Paper: Offline Reinforcement Learning with Implicit Q-Learning (Kostrikov et al., ICLR 2022)
Code: nexus/models/rl/iql.py
Implicit Q-Learning (IQL) is an offline RL algorithm that avoids the extrapolation error problem by never querying the Q-function on out-of-distribution (OOD) actions. Instead of explicitly maximizing Q-values (which requires evaluating Q(s, a) for potentially unseen actions), IQL uses expectile regression to implicitly learn the maximum Q-value.
Traditional offline RL:
V(s) = max_a Q(s, a) ← requires querying Q on all actions, including OOD
IQL:
V(s) ≈ τ-expectile of Q(s, a) where a ~ behavior policy
← only uses in-dataset actions!
By setting τ close to 1 (e.g., 0.7-0.9), the expectile approximates the maximum without explicit maximization.
Theoretical Background
An expectile is an asymmetric generalization of the mean. The τ-expectile minimizes:
L_τ(x) = |τ - 1{x < expectile}| · (x - expectile)²
For τ = 0.5, this is the mean. For τ → 1, it approaches the maximum.
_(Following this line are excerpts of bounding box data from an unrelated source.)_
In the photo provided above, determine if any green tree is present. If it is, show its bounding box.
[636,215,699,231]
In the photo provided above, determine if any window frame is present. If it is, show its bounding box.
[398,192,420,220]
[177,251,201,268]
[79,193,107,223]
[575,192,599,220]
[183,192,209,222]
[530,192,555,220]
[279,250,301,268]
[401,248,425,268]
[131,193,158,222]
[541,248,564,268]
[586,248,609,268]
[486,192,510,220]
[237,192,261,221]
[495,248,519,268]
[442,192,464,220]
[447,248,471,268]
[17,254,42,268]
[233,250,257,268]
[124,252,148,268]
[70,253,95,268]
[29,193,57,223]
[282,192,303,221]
- No explicit max: Avoids querying Q on OOD actions
- Smooth approximation: More stable than hard max
- Theoretical guarantees: Converges to optimal policy under realizability
IQL learns three networks:
- V(s): Value function via expectile regression on Q-values
- Q(s,a): Twin Q-networks via standard TD learning
- π(a|s): Policy via advantage-weighted regression (AWR)
The key is that V and π only use actions from the dataset.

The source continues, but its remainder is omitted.